After a new light switch has been provisioned, the Configuration Client model in the provisioner reads out a list of the new device's models and elements and presents them to the user. The user finds the light switch model in the device's model list and gives it the "Light Control" application key. Next, the user sets the model's publish address to the "Kitchen Area" group address, to which all the light bulbs in the kitchen subscribe. The next time the new light switch is pressed, all light bulbs in the kitchen turn on.
Bluetooth Mesh employs several security measures to prevent third-party interference and monitoring.
Device authentication is part of the provisioning process and lets the user confirm that the device being added to the network is indeed the device they think it is. The Mesh Profile Specification defines a range of out-of-band authentication methods, such as blinking of lights, output and input of passphrases, and static authentication against a pre-shared key. To secure the provisioning procedure, elliptic curve Diffie-Helman (ECDH) public key cryptography is used. After a device has been provisioned, it is part of the network and all its messages are considered authenticated.
Bluetooth Mesh features two levels of AES-CCM encryption with 128-bit keys for all messages going across the network.
The lowest layer, network encryption, protects all messages in a mesh network from being readable by devices that are not part of the network. The encryption is done with a network encryption key, and any network may consist of up to 4096 different subnets, each with their own network key. All devices sharing a network key are considered part of the network and may send and relay messages across it. By using multiple network keys, a network administrator may effectively divide their network into multiple subnets, because a mesh relay only forwards messages that are encrypted with a known network key.
The second encryption layer is the transport encryption. This encryption layer limits which devices can do what within a network by encrypting the application payload with an application or device key. As an example, consider a mesh network deployed in a hotel, where it is desirable to limit some features to be controlled by the staff (like configuration of key cards or access to storage areas) and some features to be available to guests (like controlling room lighting or air conditioning). For this, we can have one application key for the guests and one for the staff, allowing the messages to be relayed across the same network, while preventing the guests and the staff from reading each other's messages.
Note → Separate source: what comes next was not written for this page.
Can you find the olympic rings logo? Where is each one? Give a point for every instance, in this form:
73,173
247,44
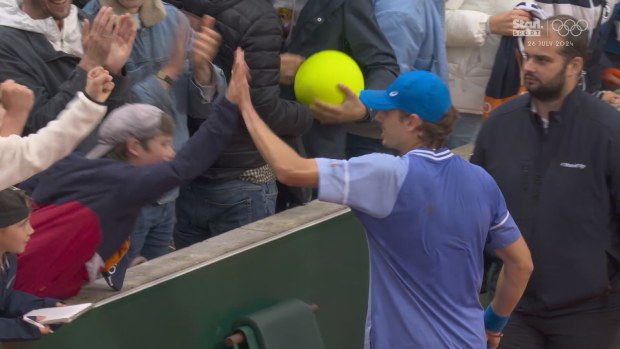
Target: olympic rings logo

While application keys are used to separate access rights to different applications in the network, the device keys are used to manage devices in the network. Every device has a unique device key, which is only known to the provisioner and the device itself. The device key is used when configuring a device with new encryption keys (network or application keys) or addresses, in addition to setting other device-specific parameters. It can also be used to evict malicious devices from a network by transferring new keys to all the other devices in the network (using their individual device keys when transferring the keys). This process is called the Key Refresh Procedure.
Each encryption layer contains a message integrity check value that validates that the content of the message was encrypted with the indicated encryption keys.
All mesh message payloads are fully encrypted. Message metadata like source address and message sequence number is obfuscated with the privacy key, derived from the network key, providing limited privacy even for public header fields.
To guard against malicious devices replaying previous messages, every device keeps a running sequence number, which is used for outbound messages. Each mesh message is sent with a unique pair of sequence number and source address. When receiving a message, the receiving device stores the sequence number and makes sure that it is more recent than the last sequence number it received from the same source address.